School clinic deals with nursing shortage

Madison Socol

This is one of the beds Kings High School nurses use for students to lay down on when not feeling well

School nurse, Candy Anthony, retired on September 17, 2021, leaving the challenges that come with a suddenly empty long-term position.

After one of the most grueling years for school nurses, the 2020-2021 school year, a year jam-packed with quarantines, contact-tracing, and masks,  Anthony made the decision to retire at the beginning of the 2021-2022 school year. 

“Unfortunately, how things came up was Mrs. Anthony retired at the beginning of the year, so we went back to our old model, with two people in the clinic right now,”  Principal Doug Leist said.

While her departure was not necessarily a huge surprise to the rest of the nursing staff, her absence completely changed the dynamic. Originally, the junior high and high school both had the same head nurse and assistant nurse, with an office strategically placed between the two schools in order to care for both student bodies. This year, the administration created a new model and hired a second full-time nurse for the junior high, Melissa Dias, and the assistant nurse, Laura DeVage, floated between schools to help where needed. However, with Anthony’s retirement, the school had to go back to its old model.

“I think she had been thinking about it for a little while, and she had been here for many years, but yeah she had been thinking about it,” Junior High Nurse, Melissa Dias said.

Melissa Dias has been working for Kings since last year. She started as a health aid, but by the end of the year the administration decided it was time for the junior high to have its own nurse, and Dias stepped up to the challenge. 

“So I started last year at the high school and I started as the Health Aid.  I worked with Mrs. Anthony all last year, and that was a very busy year, the year of Covid. So that was my first year here. Then at the end of last year, they posted a position for the Junior High to have their own nurse,” Dias said. 

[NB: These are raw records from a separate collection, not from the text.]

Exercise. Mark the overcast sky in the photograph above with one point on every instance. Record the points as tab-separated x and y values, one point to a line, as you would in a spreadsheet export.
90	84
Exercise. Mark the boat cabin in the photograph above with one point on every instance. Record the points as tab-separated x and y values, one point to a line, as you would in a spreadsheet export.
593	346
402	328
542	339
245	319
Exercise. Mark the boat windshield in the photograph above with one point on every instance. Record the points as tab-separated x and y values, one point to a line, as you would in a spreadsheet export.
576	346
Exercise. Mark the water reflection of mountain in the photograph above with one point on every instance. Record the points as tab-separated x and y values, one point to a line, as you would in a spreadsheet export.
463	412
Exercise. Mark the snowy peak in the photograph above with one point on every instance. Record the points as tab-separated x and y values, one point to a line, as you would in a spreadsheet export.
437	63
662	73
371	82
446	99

Prior to this decision, Junior High students traveled all the way to the high school in order to get any medical help, which is not ideal. Unfortunately, when Anthony retired, junior high students once again had to travel back to the high school to get medical attention. Having only one office for nurses in the high school burdens nurses with a larger workload and costs students more of their class time. 

“It’s hard. This is a hard job, hard work,” Leist said.

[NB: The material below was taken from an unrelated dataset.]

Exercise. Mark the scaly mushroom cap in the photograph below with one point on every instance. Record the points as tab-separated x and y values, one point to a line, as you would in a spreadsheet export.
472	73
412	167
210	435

Dias has temporarily taken on the role of school nurse, caring for students in seventh all the way through 12th grade, so no one is without a nurse. On Monday, November 15, the clinic will return to the new model with two nurses, with the new nursing position being filled by Alicia Foster. 

“The people who like to have this position are people who really like to work with students, who really like to work with kids,” Leist said. 

While the new nurse will certainly be welcomed into the community, many students still miss Mrs. Anthony. 

“I really liked Mrs. Anthony, she was, like, really nice,” junior Sophie Miller said. “I’m gonna miss her.”